On optimizing Inband Telemetry systems for accurate latency-based service deployments
Nataliia Koneva, Alfonso Sánchez-Macián, José Alberto Hernández, Óscar González de Dios
TL;DR
The paper tackles the challenge of obtaining accurate end-to-end latency estimates for latency-critical services in SDN/ZSM by proposing a telemetry sizing approach based on Cochran's formula. It introduces a practical methodology to determine the number of latency measurements $n_{0}$ required to bound the error for a given threshold $D_{th}$, and demonstrates this with a two-path Milano-net example that models per-link delays as $M/M/1$ queues and includes propagation delays of $5~\mu s/\mathrm{km}$. Through a full topology simulation (595 paths), the study shows that higher telemetry density markedly reduces false positives and negatives in path selection relative to the 82 $\mu s$ threshold, with concrete FP/FN counts falling from 73/3 at 5p to 1/1 at 2500p.
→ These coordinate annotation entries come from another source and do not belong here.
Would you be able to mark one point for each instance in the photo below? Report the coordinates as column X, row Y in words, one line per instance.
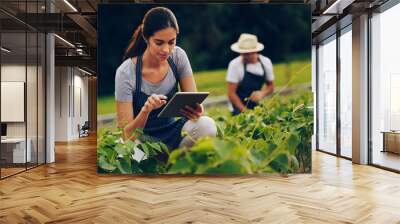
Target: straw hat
column 247, row 43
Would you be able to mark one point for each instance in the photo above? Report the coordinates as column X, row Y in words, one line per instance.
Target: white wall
column 70, row 83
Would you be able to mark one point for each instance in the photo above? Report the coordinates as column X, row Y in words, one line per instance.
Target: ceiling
column 76, row 20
The findings underscore the importance of calibrated telemetry sampling as a prerequisite for reliable zero-touch networking decisions and outline concrete steps for future P4/SONiC implementation and open-source replication.
Abstract
The power of Machine Learning and Artificial Intelligence algorithms based on collected datasets, along with the programmability and flexibility provided by Software Defined Networking can provide the building blocks for constructing the so-called Zero-Touch Network and Service Management systems. However, the fuel towards this goal relies on the availability of sufficient and good-quality data collected from measurements and telemetry. This article provides a telemetry methodology to collect accurate latency measurements, as a first step toward building intelligent control planes that make correct decisions based on precise information.